Czech Roman Catholic activist and intellectual (1946–1999)

Václav Benda (8 August 1946 – 2 June 1999) was a Czech Roman Catholic activist, intellectual and mathematician. Under Communist rule in Czechoslovakia, Benda and his wife were rare in that they were devout Roman Catholics among the leadership of the anti-communist dissident organization Charter 77. After the Velvet Revolution, Benda became the head of an organization charged with investigating the former Czechoslovak secret police and their many informants.

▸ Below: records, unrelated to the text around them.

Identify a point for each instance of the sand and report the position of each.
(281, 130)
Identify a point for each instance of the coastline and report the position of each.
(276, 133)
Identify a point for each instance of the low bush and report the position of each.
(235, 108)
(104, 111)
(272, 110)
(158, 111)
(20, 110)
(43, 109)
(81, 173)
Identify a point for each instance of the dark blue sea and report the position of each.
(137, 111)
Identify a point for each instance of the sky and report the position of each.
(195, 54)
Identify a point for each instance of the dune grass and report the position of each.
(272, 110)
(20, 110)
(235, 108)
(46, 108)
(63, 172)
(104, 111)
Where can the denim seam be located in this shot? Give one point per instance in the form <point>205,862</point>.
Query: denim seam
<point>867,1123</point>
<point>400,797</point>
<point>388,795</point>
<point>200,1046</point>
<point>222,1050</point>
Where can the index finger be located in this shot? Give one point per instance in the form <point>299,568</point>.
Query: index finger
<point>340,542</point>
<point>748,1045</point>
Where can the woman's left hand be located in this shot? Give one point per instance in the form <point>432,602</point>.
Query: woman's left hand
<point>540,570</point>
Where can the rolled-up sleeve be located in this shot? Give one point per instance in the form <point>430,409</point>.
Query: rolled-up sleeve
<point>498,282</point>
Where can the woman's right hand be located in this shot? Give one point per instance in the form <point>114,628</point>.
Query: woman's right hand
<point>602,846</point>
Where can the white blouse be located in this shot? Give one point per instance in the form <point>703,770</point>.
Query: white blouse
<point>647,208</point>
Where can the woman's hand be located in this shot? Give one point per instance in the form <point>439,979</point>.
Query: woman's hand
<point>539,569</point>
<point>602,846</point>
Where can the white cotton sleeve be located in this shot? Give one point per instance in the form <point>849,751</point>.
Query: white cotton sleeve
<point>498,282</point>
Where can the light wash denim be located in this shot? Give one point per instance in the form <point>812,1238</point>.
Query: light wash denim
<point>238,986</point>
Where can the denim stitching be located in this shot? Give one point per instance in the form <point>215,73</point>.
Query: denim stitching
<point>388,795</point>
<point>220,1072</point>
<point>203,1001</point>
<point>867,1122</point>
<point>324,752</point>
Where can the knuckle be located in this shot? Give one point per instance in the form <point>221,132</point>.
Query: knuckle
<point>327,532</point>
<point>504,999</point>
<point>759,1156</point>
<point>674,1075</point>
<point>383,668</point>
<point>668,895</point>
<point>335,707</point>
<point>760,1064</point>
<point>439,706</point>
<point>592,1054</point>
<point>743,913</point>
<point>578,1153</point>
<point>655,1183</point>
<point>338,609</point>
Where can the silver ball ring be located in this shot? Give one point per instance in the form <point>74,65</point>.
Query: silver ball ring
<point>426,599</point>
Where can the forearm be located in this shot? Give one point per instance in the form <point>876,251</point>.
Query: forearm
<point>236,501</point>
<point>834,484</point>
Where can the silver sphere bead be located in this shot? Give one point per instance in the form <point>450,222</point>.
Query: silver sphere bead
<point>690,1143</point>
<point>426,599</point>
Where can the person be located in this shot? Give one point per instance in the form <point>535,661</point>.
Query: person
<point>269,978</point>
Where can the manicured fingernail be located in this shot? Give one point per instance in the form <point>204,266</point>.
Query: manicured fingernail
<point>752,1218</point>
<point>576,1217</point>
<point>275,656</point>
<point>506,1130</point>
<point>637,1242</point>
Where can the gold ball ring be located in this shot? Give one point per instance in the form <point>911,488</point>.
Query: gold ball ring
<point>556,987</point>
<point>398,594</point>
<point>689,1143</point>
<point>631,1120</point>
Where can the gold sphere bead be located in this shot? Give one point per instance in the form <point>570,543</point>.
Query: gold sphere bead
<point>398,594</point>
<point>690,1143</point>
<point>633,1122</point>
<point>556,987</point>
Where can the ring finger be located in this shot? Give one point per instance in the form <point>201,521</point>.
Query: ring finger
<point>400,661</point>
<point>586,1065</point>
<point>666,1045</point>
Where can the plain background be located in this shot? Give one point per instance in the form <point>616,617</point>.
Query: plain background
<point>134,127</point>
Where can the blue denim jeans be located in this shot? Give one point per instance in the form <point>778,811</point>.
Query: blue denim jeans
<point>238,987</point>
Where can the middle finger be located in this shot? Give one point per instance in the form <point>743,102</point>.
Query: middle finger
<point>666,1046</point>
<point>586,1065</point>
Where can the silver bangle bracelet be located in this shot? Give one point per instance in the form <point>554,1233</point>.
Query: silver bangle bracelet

The ideas expressed in Benda's iconic essay A Parallel Polis influenced the thought of other dissidents like Václav Havel and Lech Wałęsa. In the 2010s and 2020s, American Paleoconservative writer Rod Dreher and Russian-American writer Masha Gessen have drawn on these events and ideas from Cold War-era eastern Europe in disparate works for popular audience. The first English translation of Benda's collected samizdat essays was published by St. Augustine's Press in 2017.

==Life==
The son of a lawyer, Benda was president of the Students' Academic Council and obtained a doctorate of Philosophy at Charles University in Prague at age 24. His academic career ended when he refused to join the Communist Party in the early 1970s. As a result of his political activities he experienced harassment from the government and economic exclusion, being forced to work for brief periods in a large number of different jobs. With Benda and his wife Kamila's decision during the Soviet-led invasion of August 1968 not to flee the country, he remained at Charles University. Benda completed his doctorate in theoretical cybernetics in 1975, published works on philosophy and mathematics, and then worked as a computer programmer. Benda was active in the dissident movement against the Czechoslovak Socialist Republic, and in 1977 became a signatory to Charter 77.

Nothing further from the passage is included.